Fault-tolerant TMR and DMR circuits with latchup protection switches

https://doi.org/10.1016/j.microrel.2014.04.001Get rights and content

Highlights

  • The ASIC design flow is modified to protect circuits from the single event effects.

  • The protection switch is verified by measurements in radiation environment.

  • TMR and DMR shift-registers with latchup protection are designed and tested.

  • DMR with protection switch outperforms TMR in terms of failure-free probability.

  • The fault-tolerant DMR middleware switch processor is designed and implemented.

Abstract

The paper presents CMOS ASICs which can tolerate the single event upsets (SEUs), the single event transients (SET), and the single event latchup (SEL). Triple and double modular redundant (TMR and DMR) circuits in combination with SEL protection switches (SPS) make the base of the proposed approach.
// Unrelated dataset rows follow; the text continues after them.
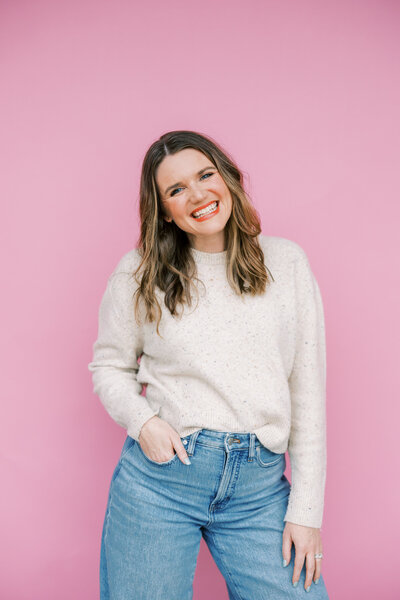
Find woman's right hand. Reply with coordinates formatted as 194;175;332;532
139;415;190;464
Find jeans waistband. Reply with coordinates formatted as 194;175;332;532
185;429;261;458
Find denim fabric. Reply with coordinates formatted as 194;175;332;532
100;429;328;600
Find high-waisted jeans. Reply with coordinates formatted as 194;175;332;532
100;429;328;600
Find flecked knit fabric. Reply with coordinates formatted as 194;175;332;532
88;234;327;528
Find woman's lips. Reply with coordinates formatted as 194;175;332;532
190;200;219;221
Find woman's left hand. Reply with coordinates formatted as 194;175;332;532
282;521;322;590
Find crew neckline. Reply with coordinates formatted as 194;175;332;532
190;246;228;265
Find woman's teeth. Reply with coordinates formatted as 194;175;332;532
192;202;218;219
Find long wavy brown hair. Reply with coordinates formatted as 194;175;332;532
133;130;274;335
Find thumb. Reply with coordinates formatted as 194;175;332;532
282;528;292;567
173;438;191;465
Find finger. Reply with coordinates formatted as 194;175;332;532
304;552;315;591
282;529;292;567
314;548;322;583
292;548;306;585
173;437;191;465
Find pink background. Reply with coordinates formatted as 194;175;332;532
0;0;400;600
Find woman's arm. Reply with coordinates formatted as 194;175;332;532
88;271;158;440
284;246;327;528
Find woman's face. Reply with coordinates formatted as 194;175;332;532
156;148;232;252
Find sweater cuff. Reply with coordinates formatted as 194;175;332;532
127;406;160;442
283;486;324;529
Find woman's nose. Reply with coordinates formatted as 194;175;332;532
191;185;207;200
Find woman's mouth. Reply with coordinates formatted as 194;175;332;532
191;200;219;221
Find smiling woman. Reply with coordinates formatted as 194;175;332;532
156;148;232;240
89;131;328;600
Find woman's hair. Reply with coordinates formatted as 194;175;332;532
133;131;273;335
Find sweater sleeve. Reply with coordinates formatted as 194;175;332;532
88;272;158;441
284;247;327;528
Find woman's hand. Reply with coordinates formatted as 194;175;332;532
282;521;322;590
139;415;190;464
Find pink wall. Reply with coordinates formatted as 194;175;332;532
0;0;400;600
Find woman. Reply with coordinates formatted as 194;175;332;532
89;131;328;600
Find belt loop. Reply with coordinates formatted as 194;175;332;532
186;429;201;456
247;433;256;462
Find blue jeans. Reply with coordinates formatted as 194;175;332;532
100;429;328;600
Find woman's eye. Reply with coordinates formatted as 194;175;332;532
171;173;214;196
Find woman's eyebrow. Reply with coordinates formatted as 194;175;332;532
164;165;215;195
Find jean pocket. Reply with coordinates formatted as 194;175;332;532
256;445;285;467
136;442;178;467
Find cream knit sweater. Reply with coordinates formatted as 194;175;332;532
88;234;327;527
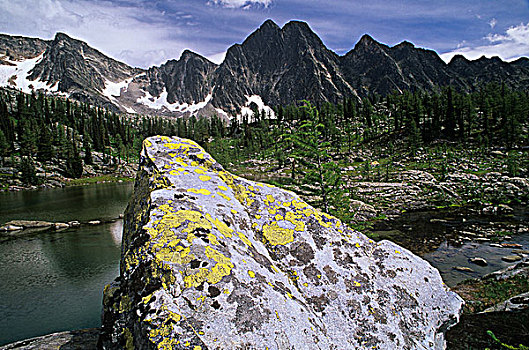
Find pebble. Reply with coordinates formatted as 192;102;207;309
501;255;522;262
55;222;70;230
454;266;474;272
0;225;24;231
501;243;523;248
512;249;529;255
468;257;488;266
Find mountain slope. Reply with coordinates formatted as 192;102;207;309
0;20;529;117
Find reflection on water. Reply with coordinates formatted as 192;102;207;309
110;220;123;247
0;184;132;345
423;233;529;286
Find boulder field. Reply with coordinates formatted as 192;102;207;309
99;136;463;350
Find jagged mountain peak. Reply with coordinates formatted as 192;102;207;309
259;19;281;30
0;19;529;117
53;32;75;41
448;54;470;65
393;40;415;50
354;33;380;50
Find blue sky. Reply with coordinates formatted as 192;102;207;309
0;0;529;68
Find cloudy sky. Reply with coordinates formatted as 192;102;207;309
0;0;529;68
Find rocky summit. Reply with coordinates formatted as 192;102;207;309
99;136;462;350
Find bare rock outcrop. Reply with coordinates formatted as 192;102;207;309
100;136;462;350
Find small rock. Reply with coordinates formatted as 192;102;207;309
512;249;529;255
55;222;70;230
498;204;514;214
453;266;474;272
0;225;24;232
468;257;488;266
501;243;523;248
501;255;522;262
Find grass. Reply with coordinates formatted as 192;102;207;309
455;276;529;313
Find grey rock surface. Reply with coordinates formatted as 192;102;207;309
100;136;462;350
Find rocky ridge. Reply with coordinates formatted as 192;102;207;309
100;137;462;349
0;20;529;118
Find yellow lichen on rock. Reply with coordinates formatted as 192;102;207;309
187;188;211;196
184;246;234;288
263;221;294;245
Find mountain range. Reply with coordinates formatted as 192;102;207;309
0;20;529;118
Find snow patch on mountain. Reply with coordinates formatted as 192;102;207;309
237;95;276;120
101;78;133;100
136;88;213;115
0;54;68;96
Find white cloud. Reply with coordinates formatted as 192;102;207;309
208;0;272;10
0;0;191;67
206;51;226;64
441;22;529;62
489;18;498;29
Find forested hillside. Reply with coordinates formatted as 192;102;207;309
0;84;529;221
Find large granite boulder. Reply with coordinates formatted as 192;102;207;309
99;136;462;350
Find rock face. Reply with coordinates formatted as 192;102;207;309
0;20;529;117
100;136;462;349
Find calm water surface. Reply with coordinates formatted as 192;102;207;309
0;183;132;345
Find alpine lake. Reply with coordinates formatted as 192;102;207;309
0;183;529;346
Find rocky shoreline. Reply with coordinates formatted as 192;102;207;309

The SPS had been designed, characterized, and verified before it became a standard library cell. A few additional steps during logic synthesis and layout generation have been introduced in order to implement the redundant net-lists and power domains as well as to place the latchup protection switches. The approach and accompanying techniques have been verified on the example of a shift-register and a middleware switch processor.

Introduction

Malfunctions of electronic devices due to the single event effects, being an effect of radiation, are observed not only in cosmic and airborne equipment, but also in mainstream applications. Together with the progressing integration and scaling of the electronic chips their susceptibility to errors increases. The current space microelectronics development and high energy physics research require shorter design time and cheaper solutions for the radiation and fault tolerant ASIC designs [1], [2], [3]. The main idea is to provide ASICs capable of correct and reliable functioning in the radiation environment using the standard semiconductor technologies and design flow. Therefore, the design of the advanced fault-tolerant digital integrated circuits needs scientific research and progress concerning three important aspects:

  • a.

    Analysis of irradiation effects and circuit faults.

  • b.

    Development of fault models and simulation test benches.

  • c.

    Design of fault-tolerant circuits and systems.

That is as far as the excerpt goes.